İntihar çok garip bir şeydi. İnsanın o noktaya gelmesi çok farklıydı. Laçin kaşlarını çattı. Onun gençlik yılları oldukça güzel geçtiği için Kimyayı anlamaya empati kurmaya çalışıyordu. Ama yapamıyordu.

Laçin'in bakışlarını fark eden Kimya devam etti açıklama gereği duyarak. "Bak. İnsanın bu eşiğe gelmesi çok zordur, tamam mı? Birinin bir saniye sonrasından bile ümidi kesmesi, bit amacının olmaması gerek. Bu düşünceden kurtulmak çok zor oldu." Kimya Seçiler artık anlatmaktan sıkılmıştı bazı şeyleri es geçmek istedi.

"Sonra harika bir iş teklifi aldım, Selim'le tanıştım. Parlama dönemlerimdi. Sonra beni hayata tutan bir şeyler olduğunu hatırladım. Birileri bana inanmıştı. Ben birilerinin bana güvenmesini istemiştim. Daha sonra Ömer'e karşı, Selim'e karşı çok borçlu hissettim kendimi. Maddi ve manevi açıdan borçlarımı kapatmak istedim. Selim ise aramızda hep bir şeyler olduğunu düşündü. Tamam, belki de haklıydı düşünmekte. Ama o zamanın şartlarına göre birilerini kullanmam gerekiyordu. Ve olaylar öyle gelişti. Hayatıma ciddi anlamda kimseyi almadım. Aynı yüzleri uzun süre görmeye katlanan birisi değildim."

"Daha fazla anlatmak zorunda değilsin. Sonuçta önümüzde uzun yıllar var. Ama merak ettiğim gerçeğini inkar edemiyorum." dediğinde Kimya Seçiler anlayışlı bir şekilde başıyla onayladı.

"Bundan sonra merak edince bana sor Laçin. Sakin bir şekilde, hesap sorar gibi değil." dediğinde Laçin, sandalyesini Kimya'nın yanına çekti ve genç kadını kolunun altına aldı.

"Çok özledim lan." Laçin bunu söyledikten sonra Kimya'nın başına bir öpücük kondurdu. Tüm gece uyumadığı için saatler yıllar gibi geçmişti. Kimya Seçiler horul horul uyumuştu ama Laçin'in bilmesine ne gerek vardı, öyle değil mi?

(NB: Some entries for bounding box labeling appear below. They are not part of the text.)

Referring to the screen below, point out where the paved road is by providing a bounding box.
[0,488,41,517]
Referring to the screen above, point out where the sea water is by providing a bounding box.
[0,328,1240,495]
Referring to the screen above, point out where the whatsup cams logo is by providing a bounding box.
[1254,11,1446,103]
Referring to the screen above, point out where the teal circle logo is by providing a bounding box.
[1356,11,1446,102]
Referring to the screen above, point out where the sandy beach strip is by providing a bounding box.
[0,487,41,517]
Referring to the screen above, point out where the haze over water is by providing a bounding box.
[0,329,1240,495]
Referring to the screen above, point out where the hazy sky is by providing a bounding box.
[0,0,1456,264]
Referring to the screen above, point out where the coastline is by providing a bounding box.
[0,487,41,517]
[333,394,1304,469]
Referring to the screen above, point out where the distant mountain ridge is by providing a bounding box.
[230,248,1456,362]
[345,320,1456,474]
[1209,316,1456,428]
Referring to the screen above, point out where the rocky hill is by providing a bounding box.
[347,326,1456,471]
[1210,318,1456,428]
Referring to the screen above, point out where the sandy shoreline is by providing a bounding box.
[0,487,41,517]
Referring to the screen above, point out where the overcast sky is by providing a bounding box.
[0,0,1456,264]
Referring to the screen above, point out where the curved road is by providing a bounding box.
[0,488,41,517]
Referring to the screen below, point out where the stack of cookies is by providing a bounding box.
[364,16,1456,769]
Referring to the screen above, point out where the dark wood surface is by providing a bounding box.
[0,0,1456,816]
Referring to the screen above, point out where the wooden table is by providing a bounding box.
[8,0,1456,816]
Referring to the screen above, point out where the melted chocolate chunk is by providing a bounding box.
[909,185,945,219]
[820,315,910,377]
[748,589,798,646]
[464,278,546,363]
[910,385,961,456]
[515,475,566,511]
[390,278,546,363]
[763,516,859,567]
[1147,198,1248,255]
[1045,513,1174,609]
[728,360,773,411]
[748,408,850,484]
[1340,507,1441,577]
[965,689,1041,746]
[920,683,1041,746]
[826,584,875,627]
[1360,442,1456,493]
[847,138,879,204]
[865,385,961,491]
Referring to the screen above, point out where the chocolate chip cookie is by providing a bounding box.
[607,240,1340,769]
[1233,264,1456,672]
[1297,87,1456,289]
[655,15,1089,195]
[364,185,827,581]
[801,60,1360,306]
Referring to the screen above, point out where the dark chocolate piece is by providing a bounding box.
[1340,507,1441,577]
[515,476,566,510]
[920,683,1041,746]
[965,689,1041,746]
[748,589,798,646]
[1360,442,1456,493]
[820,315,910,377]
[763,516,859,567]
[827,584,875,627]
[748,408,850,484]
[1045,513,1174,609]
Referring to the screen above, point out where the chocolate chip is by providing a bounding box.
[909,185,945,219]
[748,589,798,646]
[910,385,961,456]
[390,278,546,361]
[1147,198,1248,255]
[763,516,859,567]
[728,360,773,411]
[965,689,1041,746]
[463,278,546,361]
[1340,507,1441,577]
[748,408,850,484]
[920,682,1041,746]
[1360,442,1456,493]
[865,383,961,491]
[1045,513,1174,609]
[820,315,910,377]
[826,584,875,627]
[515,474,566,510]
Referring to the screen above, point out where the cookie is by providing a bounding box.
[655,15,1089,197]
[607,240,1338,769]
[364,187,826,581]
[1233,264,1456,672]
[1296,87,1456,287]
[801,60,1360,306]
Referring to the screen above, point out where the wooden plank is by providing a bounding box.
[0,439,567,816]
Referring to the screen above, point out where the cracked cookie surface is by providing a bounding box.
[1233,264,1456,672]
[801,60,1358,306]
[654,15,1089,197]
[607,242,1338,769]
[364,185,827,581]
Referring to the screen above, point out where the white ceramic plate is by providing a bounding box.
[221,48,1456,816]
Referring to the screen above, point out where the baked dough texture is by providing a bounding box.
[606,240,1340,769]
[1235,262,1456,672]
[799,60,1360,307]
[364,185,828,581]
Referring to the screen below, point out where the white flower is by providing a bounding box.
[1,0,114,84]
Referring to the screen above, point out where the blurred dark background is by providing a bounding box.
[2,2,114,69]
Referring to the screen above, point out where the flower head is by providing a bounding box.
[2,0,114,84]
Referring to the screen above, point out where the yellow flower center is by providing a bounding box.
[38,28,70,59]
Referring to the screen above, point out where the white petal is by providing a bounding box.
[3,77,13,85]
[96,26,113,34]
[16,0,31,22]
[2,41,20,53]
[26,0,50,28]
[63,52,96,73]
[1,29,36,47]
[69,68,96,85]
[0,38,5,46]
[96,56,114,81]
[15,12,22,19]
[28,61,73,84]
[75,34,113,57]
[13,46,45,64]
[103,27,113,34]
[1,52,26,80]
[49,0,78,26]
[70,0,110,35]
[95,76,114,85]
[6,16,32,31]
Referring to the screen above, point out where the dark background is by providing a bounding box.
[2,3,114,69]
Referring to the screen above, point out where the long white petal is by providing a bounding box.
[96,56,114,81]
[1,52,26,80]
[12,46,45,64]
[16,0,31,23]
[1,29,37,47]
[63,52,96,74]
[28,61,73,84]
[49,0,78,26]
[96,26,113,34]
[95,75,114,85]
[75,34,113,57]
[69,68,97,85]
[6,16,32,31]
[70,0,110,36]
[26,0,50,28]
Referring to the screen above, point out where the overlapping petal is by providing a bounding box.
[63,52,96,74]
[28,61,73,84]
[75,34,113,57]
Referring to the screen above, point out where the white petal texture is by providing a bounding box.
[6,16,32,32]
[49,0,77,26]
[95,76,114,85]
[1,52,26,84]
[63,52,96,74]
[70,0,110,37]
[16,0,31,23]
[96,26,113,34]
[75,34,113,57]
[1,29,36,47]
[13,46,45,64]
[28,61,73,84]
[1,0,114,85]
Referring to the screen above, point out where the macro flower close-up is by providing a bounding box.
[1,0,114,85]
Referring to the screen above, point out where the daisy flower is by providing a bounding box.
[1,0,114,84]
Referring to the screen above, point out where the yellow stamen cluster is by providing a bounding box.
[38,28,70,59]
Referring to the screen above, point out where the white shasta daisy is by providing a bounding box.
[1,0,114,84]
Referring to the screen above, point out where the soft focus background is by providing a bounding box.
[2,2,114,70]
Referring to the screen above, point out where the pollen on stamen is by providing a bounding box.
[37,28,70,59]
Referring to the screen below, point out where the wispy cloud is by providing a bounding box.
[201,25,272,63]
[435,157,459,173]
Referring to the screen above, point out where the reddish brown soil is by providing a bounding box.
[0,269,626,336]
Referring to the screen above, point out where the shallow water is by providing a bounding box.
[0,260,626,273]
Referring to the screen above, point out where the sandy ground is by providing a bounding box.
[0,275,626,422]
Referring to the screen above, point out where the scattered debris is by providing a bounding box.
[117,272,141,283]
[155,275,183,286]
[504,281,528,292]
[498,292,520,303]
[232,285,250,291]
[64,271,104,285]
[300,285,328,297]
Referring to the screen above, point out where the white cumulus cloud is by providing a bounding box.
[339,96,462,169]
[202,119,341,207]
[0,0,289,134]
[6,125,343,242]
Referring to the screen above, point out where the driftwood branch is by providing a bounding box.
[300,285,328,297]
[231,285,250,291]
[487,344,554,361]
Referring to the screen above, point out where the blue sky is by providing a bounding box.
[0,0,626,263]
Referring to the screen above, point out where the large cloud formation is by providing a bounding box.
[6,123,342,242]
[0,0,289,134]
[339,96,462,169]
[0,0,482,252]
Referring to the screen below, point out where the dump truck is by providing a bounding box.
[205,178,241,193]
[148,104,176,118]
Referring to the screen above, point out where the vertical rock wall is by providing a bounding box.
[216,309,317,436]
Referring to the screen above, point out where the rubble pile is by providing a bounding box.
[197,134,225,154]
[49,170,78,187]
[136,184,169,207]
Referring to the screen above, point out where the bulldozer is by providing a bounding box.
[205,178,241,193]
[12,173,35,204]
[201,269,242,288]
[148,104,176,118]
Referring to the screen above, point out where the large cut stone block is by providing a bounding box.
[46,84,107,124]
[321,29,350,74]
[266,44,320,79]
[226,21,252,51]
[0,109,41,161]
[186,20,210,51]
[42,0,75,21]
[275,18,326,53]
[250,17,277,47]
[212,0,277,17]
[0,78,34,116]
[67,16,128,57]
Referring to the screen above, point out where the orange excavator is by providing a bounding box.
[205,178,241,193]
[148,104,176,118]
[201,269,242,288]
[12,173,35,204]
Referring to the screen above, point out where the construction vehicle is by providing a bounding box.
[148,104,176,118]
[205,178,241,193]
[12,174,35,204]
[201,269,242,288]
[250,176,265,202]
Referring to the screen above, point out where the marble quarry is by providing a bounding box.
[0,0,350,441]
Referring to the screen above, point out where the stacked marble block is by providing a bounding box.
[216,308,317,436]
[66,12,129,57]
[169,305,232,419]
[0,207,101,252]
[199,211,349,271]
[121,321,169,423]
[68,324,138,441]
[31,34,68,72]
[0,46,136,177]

"Sabah çok tatlıydın." Laçin duyduğu şeyi idrak etmekte zorlandı. Gözleri büyüdü.

"Ne?" Ağzından küçük bir nida çıktığında Kimya kaşlarını çattı.

"Bir daha asla söylemem. Zorlama." Laçin biraz şımarmak istedi ve kalbini tuttu.

"Ah, bu kadın beni öldürüyor!" Kimya Seçiler gülümsedi ve dudaklarını Laçin'in dudaklarına bastırdı.

***

2 ay sonra|

"Kimya çok heyecanlıyım, acaba ne olacak? Bekleyemiyorum! Ne zaman randevumuz?" Kimya Seçiler eşinin aksine oldukça sakindi. Sıkıntılı bir nefes verdi. Hiç hamile gibi değildi ve bu durum Laçin'in canını sıkıyordu. Karnında hafif bir şişlik olsa belki onu sehpası olarak kullanabilirdi. Kimya şu sıralar vücudundaki değişikliklerden çok fazla rahatsızdı ama Laçin'e göre bu onu daha da seksi gösteriyordu.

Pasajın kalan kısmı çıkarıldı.